Neil Young: „Ich bin dankbarer geworden“
nterview: Neil Young führte Regie bei dem Film „CSNY – Déja Vu“ und kommt auf Tour nach NRW. Ein Gespräch über Musikfilme, Krankheiten und die Politik nach Bush.
Berlin. Seit mehr als 40 Jahren prägt die unverwechselbare, melancholische Stimme des Kanadiers Neil Young die amerikanische Singer-, Songwriter- und Rockmusikszene. Auf der diesjährigen Berlinale trat der 62-Jährige einmal mehr auch als Regisseur in Erscheinung.
Die eindrucksvolle Dokumentation "CSNY - Déjà Vu" begleitet Crosby, Stills, Nash & Young bei ihrer "Freedom of Speech"-Tour 2006 und kritisiert den Irak-Krieg und die Politik der US-Regierung scharf.
Mr. Young, Sie geben nicht häufig Interviews. Ist es Ihnen ein besonderes Bedürfnis, über diesen Film zu sprechen?
Young: Ich gebe manchmal Interviews, aber nicht zu jedem neuen Album. Gern schicke ich eine Platte einfach in die Welt hinaus und schaue, was passiert. Es liegt mir viel daran, den Film zu unterstützen, ich habe schließlich eine Menge Arbeit hineingesteckt. Es wäre sehr dumm, herzukommen und zu schweigen. Nicht einmal ich würde das tun. (schmunzelt)
Haben Sie Ihren Film zu Beginn eher als Musikfilm oder als politischen Film gesehen?
Young: Es war von Anfang an ein politischer Film, definitiv. Dabei war es das Ziel, die Geschichte von Menschen zu erzählen, die auf Musik reagieren. Natürlich weckt der Titel des Films Assoziationen zu einem Musikfilm. Die Leute erwarten einen solchen, selbst wenn sie schon einmal aufgeschnappt haben, dass er Züge einer Dokumentation hat. Der Film lässt sich wie ein Konzertfilm an, aber er ist viel mehr als das.
Welche Songs werden Sie auf Ihrer neuen Tour spielen?
Young: Es werden durchweg sehr persönliche Songs sein, es wird nicht um Krieg, Hass, Politik oder solche Dinge gehen.
Und wenn die Leute zum millionsten Mal "Heart of Gold" hören wollen?
Young: Dann werde ich es für Sie spielen, wenn mir danach ist. Das ist mein Job.
Glauben Sie, dass Musik die Politik beeinflussen kann?
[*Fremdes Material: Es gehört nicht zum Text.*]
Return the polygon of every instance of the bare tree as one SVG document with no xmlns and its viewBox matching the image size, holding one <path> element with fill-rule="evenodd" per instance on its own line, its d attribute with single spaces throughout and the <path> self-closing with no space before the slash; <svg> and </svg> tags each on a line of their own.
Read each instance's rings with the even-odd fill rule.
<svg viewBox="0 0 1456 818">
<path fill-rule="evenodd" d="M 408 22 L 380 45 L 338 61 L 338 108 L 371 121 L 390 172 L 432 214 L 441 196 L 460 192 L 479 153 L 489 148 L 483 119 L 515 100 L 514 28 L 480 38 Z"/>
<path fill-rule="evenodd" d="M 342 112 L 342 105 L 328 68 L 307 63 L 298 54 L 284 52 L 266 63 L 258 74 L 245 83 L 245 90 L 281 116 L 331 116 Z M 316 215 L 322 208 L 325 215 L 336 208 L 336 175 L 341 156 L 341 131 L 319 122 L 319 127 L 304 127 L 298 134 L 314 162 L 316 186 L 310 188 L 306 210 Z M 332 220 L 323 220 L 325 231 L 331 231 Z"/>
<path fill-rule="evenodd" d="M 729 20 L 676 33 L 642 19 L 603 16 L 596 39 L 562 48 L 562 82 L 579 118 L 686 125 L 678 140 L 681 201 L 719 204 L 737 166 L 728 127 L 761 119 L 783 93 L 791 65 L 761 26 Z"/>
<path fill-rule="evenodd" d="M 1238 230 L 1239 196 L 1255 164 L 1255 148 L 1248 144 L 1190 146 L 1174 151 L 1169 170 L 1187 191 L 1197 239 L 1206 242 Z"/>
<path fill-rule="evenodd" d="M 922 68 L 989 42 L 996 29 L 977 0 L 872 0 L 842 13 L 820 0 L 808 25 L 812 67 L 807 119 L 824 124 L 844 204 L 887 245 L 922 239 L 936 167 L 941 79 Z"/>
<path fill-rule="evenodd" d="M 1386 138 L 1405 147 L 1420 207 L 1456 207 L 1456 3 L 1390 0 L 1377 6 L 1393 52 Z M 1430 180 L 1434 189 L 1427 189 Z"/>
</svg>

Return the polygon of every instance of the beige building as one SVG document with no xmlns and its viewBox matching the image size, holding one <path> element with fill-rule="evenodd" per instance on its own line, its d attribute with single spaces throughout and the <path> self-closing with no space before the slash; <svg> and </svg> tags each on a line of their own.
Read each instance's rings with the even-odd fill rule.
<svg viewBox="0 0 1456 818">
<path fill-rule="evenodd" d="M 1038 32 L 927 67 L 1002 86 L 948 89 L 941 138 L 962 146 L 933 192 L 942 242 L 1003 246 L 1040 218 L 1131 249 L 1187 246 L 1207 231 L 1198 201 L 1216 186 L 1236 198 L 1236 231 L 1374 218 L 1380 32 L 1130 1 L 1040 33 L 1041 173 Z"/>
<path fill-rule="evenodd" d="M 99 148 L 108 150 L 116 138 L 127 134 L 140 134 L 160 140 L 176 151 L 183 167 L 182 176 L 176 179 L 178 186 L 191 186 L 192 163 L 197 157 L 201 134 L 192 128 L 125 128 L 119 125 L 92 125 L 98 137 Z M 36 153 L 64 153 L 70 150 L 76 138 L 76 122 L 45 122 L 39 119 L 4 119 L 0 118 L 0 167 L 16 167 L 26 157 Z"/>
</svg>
Young: Ich wollte eine Debatte initiieren. Nur weil ich diese Lieder singe, werden die Menschen nicht tun, was ich für richtig halte. Darum geht es auch nicht. Die Idee ist, Lieder zu singen, über die sich die Menschen unterhalten können. Die Leute haben endlich begonnen, darüber zu reden, was Krieg für eine Verschwendung ist. Lange Zeit war dieses Thema ein Tabu. Nach dem 11. September schlugen uns die Anteilnahme und die Unterstützung der ganzen Welt entgegen. Aus dieser Energie hätte etwas sehr Positives und Verbindendes für alle erwachsen können, aber man hat sie stattdessen in eine negative Richtung gelenkt.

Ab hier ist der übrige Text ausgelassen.